China también está más allá de nuestra influencia. En cierto sentido, la necesitamos más de lo que nos necesita. Debemos dinero a Pekín. Compramos productos de China. Respetamos su creciente peso. Acusamos nuestra decreciente influencia. Reprimimos de forma voluntaria nuestra preocupación por los derechos humanos. Somos una superpotencia. ¿Pero contra qué?

Los conservadores estadounidenses ven las derrotas y decepciones y echan pestes de Obama. Le llaman débil e inepto — y desde luego en ciertas zonas ha sido ambas cosas. Pero se equivocan al pensar que otra persona supondría una gran diferencia. Los tiempos han cambiado. La influencia de América está decrecida — en términos relativos, desde luego, pero también absolutos. Como superpotencia, América invadió Irak. Sadam es historia. Pero ese breve conflicto entra ya en su octavo año.

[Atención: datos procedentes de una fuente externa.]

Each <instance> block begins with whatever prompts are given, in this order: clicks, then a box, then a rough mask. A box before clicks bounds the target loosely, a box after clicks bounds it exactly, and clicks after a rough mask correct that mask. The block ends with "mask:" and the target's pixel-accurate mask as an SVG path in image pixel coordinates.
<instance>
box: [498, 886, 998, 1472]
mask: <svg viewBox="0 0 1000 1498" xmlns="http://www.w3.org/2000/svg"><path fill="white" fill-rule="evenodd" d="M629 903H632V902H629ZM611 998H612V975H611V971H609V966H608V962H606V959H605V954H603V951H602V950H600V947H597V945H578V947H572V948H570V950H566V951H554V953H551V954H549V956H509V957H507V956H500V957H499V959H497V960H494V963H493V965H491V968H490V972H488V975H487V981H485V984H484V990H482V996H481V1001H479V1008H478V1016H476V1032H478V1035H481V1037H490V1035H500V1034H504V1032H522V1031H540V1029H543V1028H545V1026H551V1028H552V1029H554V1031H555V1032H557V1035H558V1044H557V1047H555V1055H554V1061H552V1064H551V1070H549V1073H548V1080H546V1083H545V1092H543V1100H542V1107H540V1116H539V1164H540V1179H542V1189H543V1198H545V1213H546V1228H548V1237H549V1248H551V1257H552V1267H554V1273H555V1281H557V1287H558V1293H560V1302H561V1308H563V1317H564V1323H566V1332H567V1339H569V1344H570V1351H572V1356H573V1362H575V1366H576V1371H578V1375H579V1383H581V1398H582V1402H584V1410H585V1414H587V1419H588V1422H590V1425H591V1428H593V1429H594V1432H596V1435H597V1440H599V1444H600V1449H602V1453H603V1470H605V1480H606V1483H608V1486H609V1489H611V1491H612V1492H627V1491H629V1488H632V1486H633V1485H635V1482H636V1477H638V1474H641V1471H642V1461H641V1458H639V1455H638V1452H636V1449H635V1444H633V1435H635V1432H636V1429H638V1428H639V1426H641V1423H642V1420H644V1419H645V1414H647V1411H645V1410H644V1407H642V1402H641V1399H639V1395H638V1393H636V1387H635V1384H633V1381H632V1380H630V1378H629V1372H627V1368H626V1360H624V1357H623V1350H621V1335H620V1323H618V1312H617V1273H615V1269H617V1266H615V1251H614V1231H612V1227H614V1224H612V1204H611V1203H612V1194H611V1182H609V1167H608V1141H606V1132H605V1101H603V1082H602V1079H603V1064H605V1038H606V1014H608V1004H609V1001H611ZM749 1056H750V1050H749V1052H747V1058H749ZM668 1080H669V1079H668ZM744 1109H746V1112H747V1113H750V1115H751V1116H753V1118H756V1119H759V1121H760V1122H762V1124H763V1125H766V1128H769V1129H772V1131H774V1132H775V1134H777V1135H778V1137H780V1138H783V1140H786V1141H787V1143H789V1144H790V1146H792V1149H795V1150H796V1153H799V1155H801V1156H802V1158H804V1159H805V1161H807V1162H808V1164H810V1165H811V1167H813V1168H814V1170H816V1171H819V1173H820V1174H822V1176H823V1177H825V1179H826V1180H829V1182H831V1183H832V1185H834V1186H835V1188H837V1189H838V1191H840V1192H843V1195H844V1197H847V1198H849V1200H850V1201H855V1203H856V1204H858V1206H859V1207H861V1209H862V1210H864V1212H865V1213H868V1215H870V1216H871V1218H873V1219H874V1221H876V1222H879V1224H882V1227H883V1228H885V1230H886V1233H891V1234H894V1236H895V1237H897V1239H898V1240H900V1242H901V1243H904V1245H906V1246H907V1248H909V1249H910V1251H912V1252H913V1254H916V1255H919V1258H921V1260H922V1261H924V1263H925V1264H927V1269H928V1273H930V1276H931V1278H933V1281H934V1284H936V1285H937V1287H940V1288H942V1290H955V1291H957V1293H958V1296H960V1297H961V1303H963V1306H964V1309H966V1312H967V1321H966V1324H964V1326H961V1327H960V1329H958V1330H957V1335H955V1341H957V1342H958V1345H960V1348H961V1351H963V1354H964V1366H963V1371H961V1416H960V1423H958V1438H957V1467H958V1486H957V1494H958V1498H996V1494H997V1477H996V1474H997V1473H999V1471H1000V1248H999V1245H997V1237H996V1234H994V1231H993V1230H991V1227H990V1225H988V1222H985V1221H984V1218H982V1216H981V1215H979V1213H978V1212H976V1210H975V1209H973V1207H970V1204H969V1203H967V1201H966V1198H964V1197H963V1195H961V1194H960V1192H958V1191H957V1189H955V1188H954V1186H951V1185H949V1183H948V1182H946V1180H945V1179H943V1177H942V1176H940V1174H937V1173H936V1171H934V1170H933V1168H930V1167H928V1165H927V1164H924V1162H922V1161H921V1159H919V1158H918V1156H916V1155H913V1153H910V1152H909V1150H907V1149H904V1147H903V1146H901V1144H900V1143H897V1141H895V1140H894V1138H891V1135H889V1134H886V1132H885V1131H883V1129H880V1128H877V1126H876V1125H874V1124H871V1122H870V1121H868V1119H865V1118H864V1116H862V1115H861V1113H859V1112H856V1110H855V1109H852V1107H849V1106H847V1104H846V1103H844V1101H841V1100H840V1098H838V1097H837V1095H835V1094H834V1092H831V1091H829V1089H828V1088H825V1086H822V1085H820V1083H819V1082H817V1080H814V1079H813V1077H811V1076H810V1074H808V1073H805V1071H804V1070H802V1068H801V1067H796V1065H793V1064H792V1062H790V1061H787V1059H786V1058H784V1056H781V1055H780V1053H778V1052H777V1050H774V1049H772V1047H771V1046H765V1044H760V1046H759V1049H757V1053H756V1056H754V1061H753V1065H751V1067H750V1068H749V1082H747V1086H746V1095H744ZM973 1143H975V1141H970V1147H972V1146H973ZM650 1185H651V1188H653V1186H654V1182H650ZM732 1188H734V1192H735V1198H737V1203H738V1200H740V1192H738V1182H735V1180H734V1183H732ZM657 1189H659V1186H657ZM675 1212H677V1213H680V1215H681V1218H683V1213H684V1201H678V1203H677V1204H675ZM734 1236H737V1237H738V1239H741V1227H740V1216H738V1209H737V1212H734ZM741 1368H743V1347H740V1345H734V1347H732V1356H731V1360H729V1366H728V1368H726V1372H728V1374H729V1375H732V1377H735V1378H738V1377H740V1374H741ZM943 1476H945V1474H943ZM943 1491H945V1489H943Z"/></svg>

En 1987, Paul Kennedy publicó «Auge y caída de las grandes potencias». Causó sensación porque, entre otras cosas, predecía el declive absoluto y relativo de Estados Unidos. Kennedy atribuía esto a la «excesiva tensión» militar y el gasto deficitario — problemas que desde entonces han pasado de ser teóricos a ser graves. En cierto sentido, tenemos más guerras de las que podemos pagar.

La necesidad de mencionar a Kennedy irrita. Sugiere inevitabilidad, como si América fuera el imperio de Roma o Gran Bretaña y también que el pasado está condenado a ser futuro. Ese, sin embargo, no tiene que ser el caso. Podemos gastar menos, gravar más, renunciar a guerras opcionales, reformar el Congreso y dejar de confundir fama presidencial con poder real.

Obama presidiendo lo que no se puede presidir, el presidente supervisando lo incomprensible, el inventario entero del poder insignificante – el Air Force One, el Marine One, la limusina presidencial, el séquito presidencial, el maletín del botón nuclear – todo se reduce en este caso a un hombre que se despacha contra el mar, una lección tenebrosa para todos nosotros. El vertido continúa. La guerra continúa. La deuda crece — y también, en el caso de demasiados de nosotros, también crece la negación.